Erection Problems and Performance Anxiety
Very often in young men like yourself, erection problems are often influenced by performance anxiety (concern about performing a certain way during sex, giving your partner an orgasm, lasting long enough, or being able to get or maintain an erection).
When younger men have erection problems, other types of anxiety (like concerns about relationship problems, upcoming exams, work, family problems or sexual orientation) may cause problems too.
Some men find that focusing on sex play that is less genital focused (e.g., making out, massages, bathing together, erotic touching) makes it easier to enjoy sexual pleasure and to maintain erections.
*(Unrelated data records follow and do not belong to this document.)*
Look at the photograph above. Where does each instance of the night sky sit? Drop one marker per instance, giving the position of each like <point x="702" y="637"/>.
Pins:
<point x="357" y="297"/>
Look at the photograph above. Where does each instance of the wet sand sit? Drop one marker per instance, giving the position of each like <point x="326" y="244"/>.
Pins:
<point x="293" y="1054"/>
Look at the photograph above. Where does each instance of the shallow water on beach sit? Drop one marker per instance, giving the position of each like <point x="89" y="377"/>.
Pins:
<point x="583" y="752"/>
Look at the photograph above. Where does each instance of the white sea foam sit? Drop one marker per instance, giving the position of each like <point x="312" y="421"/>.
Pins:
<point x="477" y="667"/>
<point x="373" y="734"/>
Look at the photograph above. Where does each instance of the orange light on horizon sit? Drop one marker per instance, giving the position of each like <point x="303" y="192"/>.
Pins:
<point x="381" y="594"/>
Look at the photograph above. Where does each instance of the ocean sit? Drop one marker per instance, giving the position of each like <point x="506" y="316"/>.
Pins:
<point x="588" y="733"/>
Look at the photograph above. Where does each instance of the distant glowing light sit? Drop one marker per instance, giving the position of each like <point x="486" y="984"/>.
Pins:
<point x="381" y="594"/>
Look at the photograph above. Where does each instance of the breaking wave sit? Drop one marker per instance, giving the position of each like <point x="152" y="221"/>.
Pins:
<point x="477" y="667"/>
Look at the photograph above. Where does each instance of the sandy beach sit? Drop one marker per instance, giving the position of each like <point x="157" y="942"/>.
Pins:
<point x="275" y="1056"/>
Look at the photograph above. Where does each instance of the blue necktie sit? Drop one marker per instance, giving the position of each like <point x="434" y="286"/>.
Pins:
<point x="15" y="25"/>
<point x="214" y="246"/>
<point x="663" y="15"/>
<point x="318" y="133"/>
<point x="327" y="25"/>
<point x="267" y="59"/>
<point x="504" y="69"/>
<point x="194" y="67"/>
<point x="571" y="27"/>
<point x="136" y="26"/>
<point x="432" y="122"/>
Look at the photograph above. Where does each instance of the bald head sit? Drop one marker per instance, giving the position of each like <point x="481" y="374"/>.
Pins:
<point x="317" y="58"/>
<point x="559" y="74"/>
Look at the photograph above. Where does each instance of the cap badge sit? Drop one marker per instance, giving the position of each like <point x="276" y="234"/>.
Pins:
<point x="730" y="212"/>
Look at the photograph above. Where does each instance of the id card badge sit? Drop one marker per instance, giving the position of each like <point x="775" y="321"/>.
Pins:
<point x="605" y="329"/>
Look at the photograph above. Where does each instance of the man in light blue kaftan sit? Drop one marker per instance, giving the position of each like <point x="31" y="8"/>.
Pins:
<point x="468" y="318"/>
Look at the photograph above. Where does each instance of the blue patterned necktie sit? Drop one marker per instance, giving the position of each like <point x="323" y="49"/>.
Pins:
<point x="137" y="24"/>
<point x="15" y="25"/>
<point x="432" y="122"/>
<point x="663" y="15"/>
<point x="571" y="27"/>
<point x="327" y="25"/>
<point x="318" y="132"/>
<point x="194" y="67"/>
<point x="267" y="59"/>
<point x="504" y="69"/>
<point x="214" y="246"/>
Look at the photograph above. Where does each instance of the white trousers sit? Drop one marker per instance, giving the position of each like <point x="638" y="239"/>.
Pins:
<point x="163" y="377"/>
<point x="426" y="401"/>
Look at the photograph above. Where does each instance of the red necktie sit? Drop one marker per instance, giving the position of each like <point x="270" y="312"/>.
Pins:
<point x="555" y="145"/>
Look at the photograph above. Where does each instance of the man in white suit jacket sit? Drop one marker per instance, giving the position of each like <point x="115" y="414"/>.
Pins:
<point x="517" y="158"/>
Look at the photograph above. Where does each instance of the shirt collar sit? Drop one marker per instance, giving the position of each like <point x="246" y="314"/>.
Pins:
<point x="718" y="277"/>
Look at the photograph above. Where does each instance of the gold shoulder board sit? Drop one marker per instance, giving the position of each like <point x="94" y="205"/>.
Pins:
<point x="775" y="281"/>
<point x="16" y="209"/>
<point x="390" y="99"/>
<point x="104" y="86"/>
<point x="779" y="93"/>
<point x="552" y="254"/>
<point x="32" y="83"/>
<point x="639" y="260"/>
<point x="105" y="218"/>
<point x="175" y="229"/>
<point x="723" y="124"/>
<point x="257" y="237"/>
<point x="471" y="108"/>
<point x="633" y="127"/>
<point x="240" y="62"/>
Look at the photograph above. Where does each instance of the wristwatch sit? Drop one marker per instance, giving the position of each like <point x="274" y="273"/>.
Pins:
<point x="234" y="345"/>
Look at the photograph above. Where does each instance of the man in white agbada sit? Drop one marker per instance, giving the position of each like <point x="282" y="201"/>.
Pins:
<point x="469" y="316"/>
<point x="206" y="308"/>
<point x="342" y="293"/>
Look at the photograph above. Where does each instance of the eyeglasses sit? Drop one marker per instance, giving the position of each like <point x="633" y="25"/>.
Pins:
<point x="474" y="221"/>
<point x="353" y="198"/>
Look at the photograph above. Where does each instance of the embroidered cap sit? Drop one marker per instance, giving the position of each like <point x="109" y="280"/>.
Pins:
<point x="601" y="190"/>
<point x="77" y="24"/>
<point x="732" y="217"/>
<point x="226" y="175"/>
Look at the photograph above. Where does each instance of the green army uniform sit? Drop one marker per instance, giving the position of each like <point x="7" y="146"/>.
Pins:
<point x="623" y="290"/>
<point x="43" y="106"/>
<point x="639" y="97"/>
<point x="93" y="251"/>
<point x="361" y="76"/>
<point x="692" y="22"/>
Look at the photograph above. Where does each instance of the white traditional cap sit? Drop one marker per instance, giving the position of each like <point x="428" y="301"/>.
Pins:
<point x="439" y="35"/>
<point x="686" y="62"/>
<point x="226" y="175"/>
For a more comprehensive look at men’s sexual function and erection issue, consider reading The Sexual Male: Problems and Solutions.
The Bottom Line
Bottom line: your penis may not be the best, or most reliable, indication of your sexual orientation, although it may possibly provide some clue.
A good place to explore your sexual orientation may be through meeting with a counselor or therapist who has experience dealing with relevant issues, and focusing more on your feelings, thoughts and experiences.
Campus and community Gay, Lesbian, Bisexual and Transgender (GLBT) offices are often connected with experienced counselors; certified sex therapists also typically have experience seeing clients with similar questions (http://www.aasect.orgto locate a therapist near you).
The web site of Parents and Friends of Lesbians and Gays (www.pflag.org) has resources available not only for parents and friends, but for people like you who are curious about or questioning their own sexual orientation. The magazine XY (available in many national chain and independent bookstores) is directed toward young gay men, as is its web site (www.xy.com). I hope this is helpful.